At a meeting with garden writers, Wood said the new lilac has a strong spring bloom, then rests for a month or so before it starts blooming again -- from June until frost. It has a strong fragrance, excellent resistance to mildew (the plague of lilacs) and a compact branching habit. He suggests growing it as a hedge or a foundation plant, but it also does well in large containers. It's also a winner for northern gardeners, as it's hardy to zone 3.
Incrediball™ Hydrangea (Hydrangea arborescens 'Abetwo')

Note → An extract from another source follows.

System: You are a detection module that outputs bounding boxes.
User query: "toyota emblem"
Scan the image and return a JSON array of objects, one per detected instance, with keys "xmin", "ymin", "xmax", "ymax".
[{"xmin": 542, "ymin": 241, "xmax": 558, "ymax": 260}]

The incredible thing about this hydrangea is the incredible size of the blooms ...most of them 12 inches or so in diameter. And even more notable ... it's an annabelle that doesn't flop. According to Wood, it was bred particularly for stronger stems, and the large-sized flowers were just a lucky break during the breeding process. Woods says this plant has four times the number of florettes per flower head than a regular annabelle, and it will reach a height of about four to five feet. It has large, dark green leaves, and is hardy from zones 3 to 9. I actually planted one of these in my garden last fall, so I'm eager to see what it does this spring. It blooms on new wood, so you can leave the fading flower heads on the plant for winter interest, then prune the stems back to 18" or so in spring.
Invincibelle™ Spirit Hydrangea (Hydrangea arborescens 'NCHA1')
Another Spring Meadow release, it's the first pink annabelle hydrangea, a very serendipitous find. While hiking in the Blue Ridge mountains, Richard Olsen -- a student of plant physiologist Dr. Tom Ranney of North Carolina State University -- found a pink lacecap hydrangea. He brought it back, and the two of them started crossing it with other hydrangeas -- and of 3000 crosses over five years, this hydrangea is the result.
It's hardy from zones 3 to 9, it re-blooms without dead-heading, has very strong stems, and takes full sun to fairly heavy shade. Its size is about four feet by four feet. Prune it back in early spring to about one-third of its height for best performance.
And, an added bonus ... one dollar per plant sold will be donated to the Breast Cancer Research Foundation. Wood says Spring Meadow aims to raise one million dollars for the foundation.